Chloé Margueritte Reporter LeMagduCiné

Proposer un article dans le cadre d’un cycle sur le mal, ses incarnations, ses représentations avec l’idée que « plus fort est le mal, plus acharnée sera la lutte et meilleur sera le film », en décidant de parler de la non-représentation de ce mal, d’un monde sans monstres, c’est un peu fort. Cependant, penser ce mal en arrière-plan, voir et étudier les conséquences de ce mal et comment la société s’en empare, n’est-ce pas là un passionnant projet de cinéma ?

Le « mal » et l’art.

Comment parler du mal sans le représenter comme tel ? La figure du monstre a toujours influencé le monde de l’art visuel, que ce soit à travers le théâtre ou le cinéma. On pense notamment à l’humanisation de figures monstrueuses en apparence avec Elephant Man et ce visage si longtemps caché par la caméra. Or, souvent le monstre n’est pas représenté que pour lui-même, comme cela a été le cas de nombreuses écritures de Phèdre pour le théâtre où ce n’est pas tant elle qui était « malade » que le reflet de la société malade dans laquelle elle se déployait. Pensons évidemment à L’Amour de Phèdre de Sarah Kane. Rien à voir cependant avec la manière dont elle est représentée dans la version de Racine. Pourtant toutes deux ont commis la même « faute morale » aux yeux de la société, mais elle n’est pas en capacité de l’accepter et de se la représenter de la même manière. Ainsi Phèdre  a tout de la représentation d’un monde en décadence porté à l’horreur suprême, au crime par la passion dévastatrice que les dieux punissent dans leur impartiale colère divine.

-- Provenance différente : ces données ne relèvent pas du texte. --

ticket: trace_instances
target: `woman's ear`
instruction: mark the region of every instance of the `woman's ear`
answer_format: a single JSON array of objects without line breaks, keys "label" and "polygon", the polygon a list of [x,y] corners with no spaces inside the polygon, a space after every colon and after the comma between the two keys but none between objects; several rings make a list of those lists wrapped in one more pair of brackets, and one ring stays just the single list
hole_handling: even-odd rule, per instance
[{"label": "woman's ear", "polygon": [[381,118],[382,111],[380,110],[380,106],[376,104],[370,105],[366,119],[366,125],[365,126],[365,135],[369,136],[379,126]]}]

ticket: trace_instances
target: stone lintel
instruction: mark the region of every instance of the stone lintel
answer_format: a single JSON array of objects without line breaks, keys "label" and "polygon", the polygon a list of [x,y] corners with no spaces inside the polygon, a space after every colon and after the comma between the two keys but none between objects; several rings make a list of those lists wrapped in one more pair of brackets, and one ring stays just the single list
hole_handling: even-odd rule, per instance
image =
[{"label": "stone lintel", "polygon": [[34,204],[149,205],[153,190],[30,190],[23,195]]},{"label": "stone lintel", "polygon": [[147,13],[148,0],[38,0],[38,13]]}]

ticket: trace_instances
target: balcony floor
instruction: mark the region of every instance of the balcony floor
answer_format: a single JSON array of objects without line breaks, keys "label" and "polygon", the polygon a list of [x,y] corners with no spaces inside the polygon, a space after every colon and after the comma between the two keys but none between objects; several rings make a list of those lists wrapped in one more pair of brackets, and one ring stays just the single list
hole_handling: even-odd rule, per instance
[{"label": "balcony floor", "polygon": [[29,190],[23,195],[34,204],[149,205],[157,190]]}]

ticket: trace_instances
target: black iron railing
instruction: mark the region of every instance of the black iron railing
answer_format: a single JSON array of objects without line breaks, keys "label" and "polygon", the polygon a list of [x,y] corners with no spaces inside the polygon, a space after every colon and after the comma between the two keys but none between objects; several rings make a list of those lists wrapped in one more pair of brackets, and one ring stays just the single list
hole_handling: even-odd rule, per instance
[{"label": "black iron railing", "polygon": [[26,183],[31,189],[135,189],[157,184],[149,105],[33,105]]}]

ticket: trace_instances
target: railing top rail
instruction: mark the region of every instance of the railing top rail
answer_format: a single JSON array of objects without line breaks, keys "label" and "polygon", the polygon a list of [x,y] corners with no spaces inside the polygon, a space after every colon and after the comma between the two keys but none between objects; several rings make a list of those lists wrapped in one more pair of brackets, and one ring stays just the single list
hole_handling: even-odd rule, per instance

Or, dans les films que nous allons évoquer dans cet article, pas de dieux dévastateurs, pas de colère même judiciaire (ou alors en arrière-plan). Il s’agit pour eux de regarder la société en face et de l’interroger. Lorsqu’elle révèle avoir été agressée sexuellement enfant par un réalisateur, Adèle Haenel ne parle pas du mal en lui-même, puisqu’elle explique : « les monstres ça n’existe pas, c’est nous, c’est nos amis, c’est nos pères, c’est notre société, c’est ça qu’il faut regarder…Ça ne veut pas dire qu’il faut les éliminer mais il faut les changer, il faut passer par un moment où ils se regardent, où on se regarde… « . C’est rien moins que ce que proposent Frédéric Tellier dans L’Affaire SK1, François Ozon dans Grâce à Dieu et Andréa Bescond dans Les Chatouilles. En effet, en s’intéressant aux victimes ou aux enquêteurs (voire même aux défenseurs des figures du mal), ces films interrogent le monde tel qu’il est peut-être pour l’imaginer tel qu’il devrait être.

Défendre l’humanité

Lorsque L’Affaire SK1 est sorti, un personnage, interprété par Nathalie Baye, a particulièrement retenu l’attention. En effet, ce grand film d’enquête sur le « premier » tueur en série répertorié comme tel car identifié par son empreinte génétique est une passionnante traque. Il interroge les revers de la peur qui s’empare du féminin quand il se promène dans les rues, rentre chez lui et se sent traqué. Mais une fois le « monstre » appréhendé que devient-il ? Il doit avouer ses crimes, pour s’en repentir devant la société et cela lui suffira car il sera condamné ? Dans une interview donnée à l’époque de la sortie du film sur France 2, Nathalie Baye est présente en même temps que Raphaël Personnaz et ils sont présentés comme deux figures opposées mais pourtant complémentaires, celui qui traque la bête et celle qui défend le criminel, en proposant de « trouver l’homme derrière la bête », non pas pour le rendre innocent, mais le juger en tant qu’humain par une société humaine.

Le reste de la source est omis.